Devlin Hope
- Date of birth: 27 April 1990 (age 35)
- Place of birth: Johannesburg, South Africa
- Height: 1.80 m (5 ft 11 in)
- Weight: 103 kg (227 lb; 16 st 3 lb)
- School: Bryanston High School
- University: University of Johannesburg University of Pretoria
- Notable relative(s): Eddie Lewis (grandfather)

Rugby union career
- Position(s): Hooker
- Current team: Wimbledon Rugby Club

Amateur team(s)
- Years: Team / Apps / (Points)
- 2015–2016: Coventry / 25 / (30)
- 2017–2020: Esher / 87 / (45)
- 2022–2024: Barnes RFC / 6 / (0)
- 2024-present day: Esher / 87 / (9)

Senior career
- Years: Team / Apps / (Points)
- 2013–2015: Falcons / 17 / (10)
- 2016–2017: London Scottish / 3 / (0)
- Correct as of 19 September 2022

= Devlin Hope =

South African rugby union player

Devlin Hope (born 27 April 1990 in Johannesburg, South Africa) is a South African rugby union player, currently playing with English National League 1 side Esher.
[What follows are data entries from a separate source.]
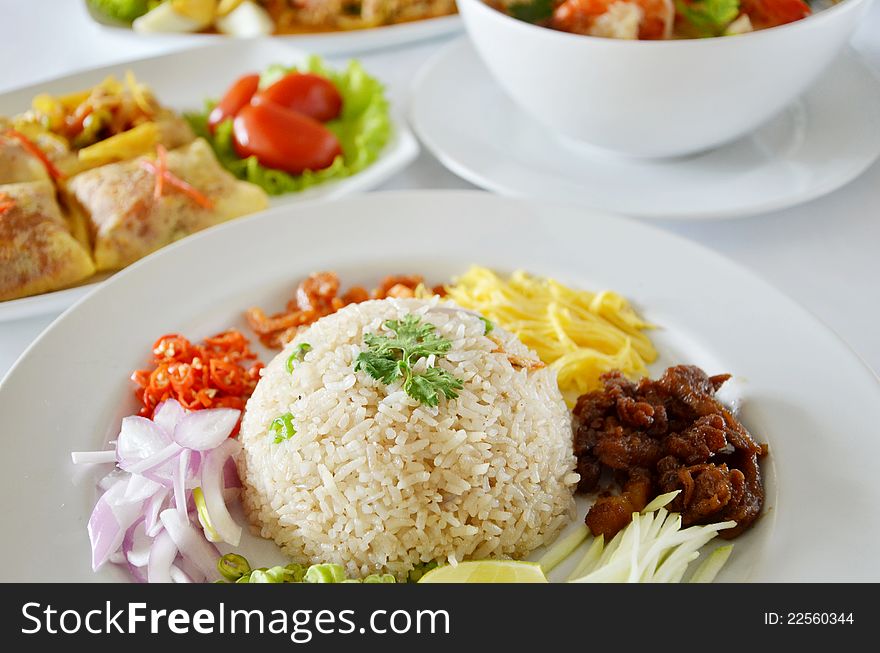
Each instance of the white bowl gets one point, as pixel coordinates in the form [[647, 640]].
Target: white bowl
[[657, 98]]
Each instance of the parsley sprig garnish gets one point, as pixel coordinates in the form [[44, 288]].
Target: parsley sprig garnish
[[392, 357]]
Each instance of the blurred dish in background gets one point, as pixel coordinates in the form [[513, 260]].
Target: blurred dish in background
[[657, 99], [653, 20], [815, 146]]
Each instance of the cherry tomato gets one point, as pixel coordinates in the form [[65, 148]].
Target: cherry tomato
[[771, 13], [283, 139], [305, 93], [238, 95]]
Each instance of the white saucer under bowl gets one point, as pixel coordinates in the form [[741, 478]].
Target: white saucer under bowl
[[821, 142]]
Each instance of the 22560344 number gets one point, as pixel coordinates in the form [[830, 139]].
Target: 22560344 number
[[808, 618]]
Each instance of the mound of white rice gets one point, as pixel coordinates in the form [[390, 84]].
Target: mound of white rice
[[375, 481]]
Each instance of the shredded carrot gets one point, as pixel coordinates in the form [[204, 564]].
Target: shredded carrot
[[159, 172], [34, 150], [317, 296], [210, 375], [162, 174]]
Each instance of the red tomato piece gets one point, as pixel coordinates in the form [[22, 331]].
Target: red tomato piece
[[772, 13], [305, 93], [283, 139], [238, 95]]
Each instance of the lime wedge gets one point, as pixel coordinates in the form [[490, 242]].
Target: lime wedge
[[487, 571]]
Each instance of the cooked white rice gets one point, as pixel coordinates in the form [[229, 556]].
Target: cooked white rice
[[375, 481]]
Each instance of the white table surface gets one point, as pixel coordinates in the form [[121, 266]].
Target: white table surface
[[824, 254]]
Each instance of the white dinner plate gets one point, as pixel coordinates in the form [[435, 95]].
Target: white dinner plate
[[823, 141], [797, 386], [183, 81], [360, 40]]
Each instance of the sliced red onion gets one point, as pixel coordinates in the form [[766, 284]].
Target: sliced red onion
[[178, 575], [154, 462], [139, 439], [105, 530], [155, 505], [136, 549], [213, 486], [168, 414], [140, 488], [201, 430], [191, 543], [192, 572], [231, 478], [162, 555], [230, 494], [111, 479], [93, 457], [180, 484]]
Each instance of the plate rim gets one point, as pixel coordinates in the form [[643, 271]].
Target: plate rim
[[402, 149], [472, 175]]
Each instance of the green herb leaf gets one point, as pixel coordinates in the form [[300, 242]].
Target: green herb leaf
[[363, 130], [390, 358], [283, 428], [531, 11], [427, 386], [708, 17]]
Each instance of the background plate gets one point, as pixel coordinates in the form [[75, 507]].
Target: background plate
[[815, 146], [799, 388], [360, 40]]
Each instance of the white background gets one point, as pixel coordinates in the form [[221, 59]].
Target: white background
[[824, 254]]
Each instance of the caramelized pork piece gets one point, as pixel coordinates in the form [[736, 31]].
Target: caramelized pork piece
[[666, 435]]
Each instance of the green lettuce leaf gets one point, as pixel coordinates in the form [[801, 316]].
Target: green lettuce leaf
[[708, 17], [363, 129]]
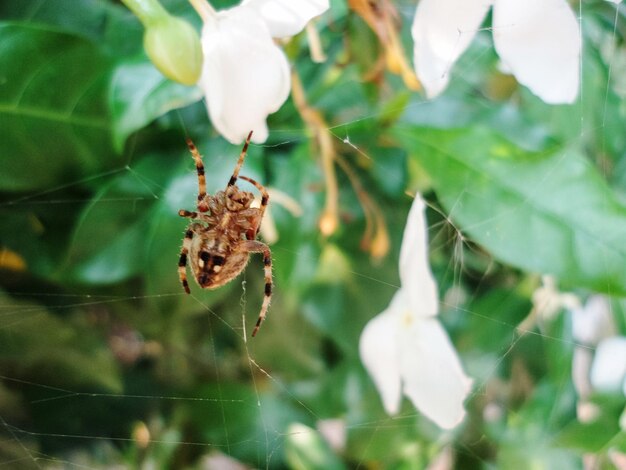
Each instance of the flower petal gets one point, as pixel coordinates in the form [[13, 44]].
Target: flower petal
[[593, 322], [378, 348], [431, 372], [416, 278], [442, 30], [287, 17], [609, 365], [245, 75], [539, 41]]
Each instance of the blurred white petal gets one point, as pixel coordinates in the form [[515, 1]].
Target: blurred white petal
[[581, 365], [378, 347], [245, 75], [442, 30], [609, 365], [539, 41], [287, 17], [416, 278], [593, 322], [432, 374]]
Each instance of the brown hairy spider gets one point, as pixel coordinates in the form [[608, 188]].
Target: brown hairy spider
[[219, 241]]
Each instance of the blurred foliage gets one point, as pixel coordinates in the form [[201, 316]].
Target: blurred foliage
[[104, 360]]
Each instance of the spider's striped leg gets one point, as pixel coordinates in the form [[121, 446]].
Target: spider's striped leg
[[202, 205], [182, 261], [196, 216], [253, 246], [242, 155], [265, 197]]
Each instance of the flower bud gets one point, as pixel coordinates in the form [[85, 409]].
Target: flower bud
[[174, 48]]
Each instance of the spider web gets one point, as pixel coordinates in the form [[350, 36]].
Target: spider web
[[164, 435]]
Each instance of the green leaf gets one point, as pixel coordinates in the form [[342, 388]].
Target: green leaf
[[546, 212], [63, 351], [54, 122], [108, 243], [306, 449], [140, 94]]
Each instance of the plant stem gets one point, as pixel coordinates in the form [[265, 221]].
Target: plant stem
[[148, 11]]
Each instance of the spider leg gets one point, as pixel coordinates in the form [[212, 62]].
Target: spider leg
[[202, 206], [182, 261], [254, 246], [265, 197], [196, 216], [242, 155]]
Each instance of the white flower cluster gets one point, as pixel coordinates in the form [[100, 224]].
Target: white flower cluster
[[405, 349]]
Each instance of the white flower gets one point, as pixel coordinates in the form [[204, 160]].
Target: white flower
[[538, 41], [608, 372], [593, 322], [245, 75], [405, 349]]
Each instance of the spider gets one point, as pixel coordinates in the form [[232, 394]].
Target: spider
[[222, 233]]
His regular position is hooker.

==Rugby career==

After playing first class rugby union in his native South Africa for the , making 17 appearances and scoring two tries for the team from the East Rand between 2013 and 2015, Hope moved to England, where he joined National League 1 side Coventry for the 2015–2016 season.

After one season at that level, he signed with RFU Championship side London Scottish for the 2016–17 season.

==Personal life==

Hope is the grandson of English footballer Eddie Lewis.